Overcome It: To help identify the positive elements in your life, Goodman suggests charting your daily habits—eating, sleeping and exercising—for three days, including one weekend day. From there, circle the habits you want to change, prioritize those changes from most to least important, and then start at the top. Move on to the next habit only after you’ve conquered the first. “Small steps,” Goodman says. “You’re in this thing for life.”
Resolution Fail #6: Not Getting Enough Sleep
Q: What improves when you get more sleep? A: Everything. When you get more sleep, your body has more energy, making it more primed to exercise and burn calories through activity. “Sleep recharges and resets your body,” Smith says. “When you don’t get the rest you need, your body is always ‘on,’ trying to help you recover. You can mask it with caffeine for awhile, but eventually, you’ll crash.”
Overcome it: Let go of those late-night habits (record Jimmy Fallon if you have to), and stay away from caffeine-packed energy drinks, especially after 3 p.m. You’ll recover faster from workouts. You’ll also have more power to overcome cravings. And you’ll feel more alert, making you more likely to make better decisions throughout the day. Check out these secrets for muscle-building sleep.
Resolution Fail #7: Creating Demands That Exceed Your Desire
Working out, eating well—these things aren’t easy. If they were, everyone would do them. So an important question to ask yourself when you’re setting goals is: How bad do you really want it? If you just want to lose a couple of pounds, set a goal to start running, but don’t say you’re going to go run a marathon. “Fitness goals—they’re not always fun,” Trink says. “Your desire has to be strong enough to exceed the difficulties you’re going to face along the way.”
Overcome It: Be realistic and laser-focused when you choose your New Year’s goal. Your objective is to not overshoot what you’re capable of doing. If you find that you’ve crushed it and want to move on to something more challenging, set a new goal for yourself after six months. Whatever you choose, you want your goal to be challenging but achievable.
Resolution Fail #8: Being Too Hard on Yourself
If you’re trying to make a life change, you’ll discover one inevitable truth: there will be days when you want to give up. You’ll probably miss a workout at some point. There will come a dinner where you have one taco too many (or several). So don’t expect perfection.
Overcome It: When a down day strikes, acknowledge that it happened, but then move on. “Everyone makes mistakes,” Smith says. “The trick is to get right back on track and keep moving forward. Our greatest successes happen when we overcome adversity.”
Resolution Fail #9: Stopping at the Finish Line
Congratulations! You’ve sworn off sugary snacks, dropped 10 pounds and added some plates to your Bench Press max. You’ve achieved your New Year’s resolutions. You’re now free to go back to normal life, right? Wrong. “The biggest problem most people have is not meeting the goal, it’s maintaining the results,” says BJ Gaddour, strength trainer and founder of StreamFIT. “You keep it going for a couple of months, but then you get unmotivated or sidetracked and fall off the wagon.”

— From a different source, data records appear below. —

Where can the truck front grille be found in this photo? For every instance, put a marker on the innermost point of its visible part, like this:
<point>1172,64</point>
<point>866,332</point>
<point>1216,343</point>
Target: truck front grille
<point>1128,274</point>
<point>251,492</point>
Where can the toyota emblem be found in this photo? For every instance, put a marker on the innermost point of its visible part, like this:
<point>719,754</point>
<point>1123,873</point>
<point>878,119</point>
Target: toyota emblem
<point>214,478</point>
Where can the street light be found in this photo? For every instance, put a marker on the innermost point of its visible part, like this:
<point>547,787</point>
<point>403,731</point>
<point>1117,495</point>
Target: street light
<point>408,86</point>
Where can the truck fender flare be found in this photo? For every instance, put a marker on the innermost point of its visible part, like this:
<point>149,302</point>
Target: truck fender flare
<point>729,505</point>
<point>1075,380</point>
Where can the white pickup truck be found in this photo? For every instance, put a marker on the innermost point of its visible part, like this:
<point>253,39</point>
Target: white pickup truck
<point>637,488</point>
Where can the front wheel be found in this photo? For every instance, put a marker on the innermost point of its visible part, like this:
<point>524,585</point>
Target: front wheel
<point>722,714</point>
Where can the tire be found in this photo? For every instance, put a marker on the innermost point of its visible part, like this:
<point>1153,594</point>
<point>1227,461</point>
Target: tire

Overcome It: According to Gaddour, when it comes to weight loss, the body’s metabolism needs at least four to six months at a new weight to have a fighting chance of keeping it. Keep in mind that your goal is not to reach a new weight one day, but to stay leaner for life. Once you’ve reached your target weight, Gaddour recommends setting a new goal or performance standard that you want to hit, like doing more Push-Ups or running a mile 10 seconds faster.